Frequent stock trade risky and unfair, say US brokers
WASHINGTON - Agence France-Presse
Traders are seen working on the floor of the New York Stock Exchange. AFP photo
The increasing power of computerized high-frequency trades on U.S. markets has been assailed in Congress as dangerous and unfair, as pressure builds to reel in the powerful industry.
Brokers and industry experts told a congressional panel on Sept. 20 that the flash crash of May 6, 2010, the computer glitch that sabotaged Facebook’s IPO last May, and the Knight Capital software problem that dealt the company a $440 million loss in August, were all examples of the potential for disaster from ultra high-speed, high-frequency trading (HFY).
“US equity markets are in dire straits. We are truly in a crisis,” said David Lauer, a former trader and currently a consultant on markets and high frequency trading at Better Markets Inc.

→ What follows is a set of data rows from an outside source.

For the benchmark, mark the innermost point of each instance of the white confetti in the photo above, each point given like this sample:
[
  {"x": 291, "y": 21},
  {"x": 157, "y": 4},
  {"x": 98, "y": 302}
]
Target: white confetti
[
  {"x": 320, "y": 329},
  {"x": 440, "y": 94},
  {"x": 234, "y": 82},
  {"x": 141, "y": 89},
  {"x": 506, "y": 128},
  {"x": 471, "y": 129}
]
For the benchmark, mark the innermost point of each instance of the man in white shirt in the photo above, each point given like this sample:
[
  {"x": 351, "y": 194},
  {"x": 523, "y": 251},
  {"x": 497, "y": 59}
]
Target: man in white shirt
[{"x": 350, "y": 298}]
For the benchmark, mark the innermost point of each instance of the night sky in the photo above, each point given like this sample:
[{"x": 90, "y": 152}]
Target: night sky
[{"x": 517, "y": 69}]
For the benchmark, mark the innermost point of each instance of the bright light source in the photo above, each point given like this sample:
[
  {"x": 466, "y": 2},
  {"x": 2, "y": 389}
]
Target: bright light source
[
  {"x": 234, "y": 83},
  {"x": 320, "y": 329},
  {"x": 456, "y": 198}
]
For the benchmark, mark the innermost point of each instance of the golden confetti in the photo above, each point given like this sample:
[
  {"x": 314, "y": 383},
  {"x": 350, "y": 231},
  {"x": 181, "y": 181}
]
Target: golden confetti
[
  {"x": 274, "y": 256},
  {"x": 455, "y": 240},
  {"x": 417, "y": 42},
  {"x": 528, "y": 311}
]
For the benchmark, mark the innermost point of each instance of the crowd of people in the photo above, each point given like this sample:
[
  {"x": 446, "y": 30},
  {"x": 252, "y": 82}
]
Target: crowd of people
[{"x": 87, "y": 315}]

“While complex systems can often provide elegant solutions to intractable real-world problems, they can also spin out of control in unexpected ways,” he told the Senate Committee on Banking.
High-frequency trading now accounts for 50-70 percent of the volume on markets each day. It has turned most share purchases into acts lasting a second or less, rather than investments that can span days, months and years.
But it simultaneously works in “dark pool” trading operations away from regulated markets, with computers able to work at hyper-speed to exploit price anomalies and take advantage of buyers and sellers trading in traditional ways.
Lauer cited the flash crash of May 2010, when in just minutes the market plunged, losing $1 trillion in value, then just as quickly recovered.
In the interim, though, he said, all liquidity in the market “simply disappeared” as computerized traders pulled out. “Nobody had ever seen anything like it... When more than half of the liquidity in the stock market is able to be pulled from it in a matter
of seconds, dramatically worsening an unstable situation, something is dreadfully wrong.” Lauer said.
the problem is far more common than the most publicized incidents suggest.
“’Mini flash crashes’ occur on a near-daily basis in individual stocks,” he said. The effect is that traditional retail investors have pulled out, frightened by the volatility brought by HFT and the perception of unfair pricing.
“The flight of the retail investor during a period of incredible stock market returns is a sure sign that this exodus is a result of mistrust rather than economic conditions.” Andrew Brooks of brokerage T. Rowe Price told senators “the almost myopic quest for speed has threatened the very market itself.” “There is a growing distrust of the casino-like environment that the marketplace has developed over the past decade. We worry that the erosion of investor confidence can undermine our capital markets, which are so important to the economy.”